Tuesday, March 25, 2008

Please don't boycott us - we'll give you an ARG

Jane McGonigal (key game designer in I Love Bees) officially announced her newest ARG, The Lost Ring, in a recent blog post on her Avant Games website. I hadn't really paid attention to The Lost Ring before now, but I find a lot of things curious about that post, and about this ARG in general.

First of all, I find an official announcement of an ARG pretty surprising. Granted, the ARG wasn't revealed in this way; it was revealed in the usual ARG-type manner via "strange packages" that were delivered to various people around the world (mainly USA, from what I gather). But in the past, puppetmasters have taken a silent, no-comment approach instead of an in-your-face "here are the steps I recommend you take if you want to get involved." Seriously, she actually gives you steps. But I'm getting ahead of myself.
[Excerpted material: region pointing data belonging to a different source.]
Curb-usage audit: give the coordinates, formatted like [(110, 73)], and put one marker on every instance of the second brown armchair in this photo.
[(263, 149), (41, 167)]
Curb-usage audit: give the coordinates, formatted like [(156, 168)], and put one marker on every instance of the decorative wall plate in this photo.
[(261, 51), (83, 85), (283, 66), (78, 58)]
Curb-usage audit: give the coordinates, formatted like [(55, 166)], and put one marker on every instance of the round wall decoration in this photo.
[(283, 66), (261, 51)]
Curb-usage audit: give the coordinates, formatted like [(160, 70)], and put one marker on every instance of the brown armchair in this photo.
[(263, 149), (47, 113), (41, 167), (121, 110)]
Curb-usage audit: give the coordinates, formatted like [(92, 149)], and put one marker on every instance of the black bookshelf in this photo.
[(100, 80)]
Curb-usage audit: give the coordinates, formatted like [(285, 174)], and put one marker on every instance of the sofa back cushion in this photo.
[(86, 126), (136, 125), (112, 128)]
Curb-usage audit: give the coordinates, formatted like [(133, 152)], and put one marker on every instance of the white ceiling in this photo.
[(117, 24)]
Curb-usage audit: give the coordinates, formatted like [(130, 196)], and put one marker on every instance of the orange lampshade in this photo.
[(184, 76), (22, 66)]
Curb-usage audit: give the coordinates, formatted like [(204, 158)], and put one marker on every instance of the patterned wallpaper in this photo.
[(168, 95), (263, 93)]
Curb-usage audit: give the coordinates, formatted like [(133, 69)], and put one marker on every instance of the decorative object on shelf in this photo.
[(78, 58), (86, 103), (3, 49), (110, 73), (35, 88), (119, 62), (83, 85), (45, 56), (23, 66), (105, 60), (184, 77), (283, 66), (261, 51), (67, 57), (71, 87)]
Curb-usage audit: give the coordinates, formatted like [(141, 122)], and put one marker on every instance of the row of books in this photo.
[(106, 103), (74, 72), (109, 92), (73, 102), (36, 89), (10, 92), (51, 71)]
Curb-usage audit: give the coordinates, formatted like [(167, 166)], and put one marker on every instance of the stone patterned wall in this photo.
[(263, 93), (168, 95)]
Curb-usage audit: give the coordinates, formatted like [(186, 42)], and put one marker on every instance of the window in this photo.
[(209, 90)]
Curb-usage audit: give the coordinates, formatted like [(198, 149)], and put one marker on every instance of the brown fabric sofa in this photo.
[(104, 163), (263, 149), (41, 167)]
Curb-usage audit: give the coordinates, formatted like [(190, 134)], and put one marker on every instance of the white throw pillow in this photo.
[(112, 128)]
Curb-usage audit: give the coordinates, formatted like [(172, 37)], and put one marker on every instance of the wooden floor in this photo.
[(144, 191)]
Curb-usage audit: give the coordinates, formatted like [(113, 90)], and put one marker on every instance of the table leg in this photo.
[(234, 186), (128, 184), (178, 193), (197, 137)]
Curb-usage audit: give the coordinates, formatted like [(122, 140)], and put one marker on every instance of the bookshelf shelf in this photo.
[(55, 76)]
What's really so odd about this ARG is that it was co-sponsored by the International Olympic Committee. The first sentence in McGonigal's blog post states that the ARG was created for the 2008 Beijing Olympics. Well, pretty cool break for Avant Games, to be honest. As McGonigal says, the Olympics brings the world together through sports, and this is a chance for her to make a truly global ARG—this one spans five continents, and all ARG content is going to be translated into eight different languages. That's huger than anything to date. So, as far as ARGs go, this is spectacular. But the fact that the IOC and McDonalds and an interactive marketing company called AKQA are among the big co-sponsors makes this ARG look like a "Come to Beijing! Don't boycott us!" gimmick. Even moreso when we look a little futher...

Those "strange packages" obviously weren't enough. McGonigal said that they soon had 1,000 players, but that they wanted millions. ("They"?) I suppose this is why the puppetmasters spoke out, flashing the big "ARG ALERT" sign. I've seen ads for The Lost Ring on various social networking sites now. Step 1, as it happens, is to watch the ARG's trailer, which is truly cinematic. There is something wrong with the phrase "ARG's trailer." You can't even look at The Lost Ring's website (where a lot of ARG content is located) without first either watching or bypassing the trailer. Watch that trailer, and then compare it to the Year Zero trailer, which was more game content than anything else.

Having said all that, I think all the advertising is just a way to make people aware of the game and bring people to the main site where they can learn more. I've got no head for collective discovery, myself, and there is truly a lot to the game. Trailers and ads aren't part of the game, they're just gimmicks to bring you to the game. And, what do you know, maybe this game is a gimmick to bring you to the Olympics. Funny old world.


Anonymous said...

I think it's neat that the game is something that is international in the sense that everyone can participate via the internet, but is also interesting because it's something that brings people together in a more personal way while they're at the Olympics. I doubt that a game will draw people there, but it makes people less stranger and more companions if they are part of a game while they are there.

That being said, I doubt I will play because I don't have the patience for this kind of game. And I won't being going to Beijing any time soon.

Lapsura said...

Don't underestimate what will draw people. The 2005 ARG Perplex City offered a $200,000 prize to the person who discovered a buried Receda Cube. The purpose of The Lost Ring ARG, as I understand it, is to help a number of (fictional) amnesiac Olympic players recover their memories and reconstruct their lives. Nobody knows, at the moment, what that will be or what you might get for "winning."

Don't forget, ARGs aren't internet games; they are multi-media games. There is a physical aspect to them as well, like the artifacts represented by coloured dots on this map (some of which have been recovered). It's very easy to imagine this game leading people to Beijing—clearly not all players, but certainly people with the means and will to do so.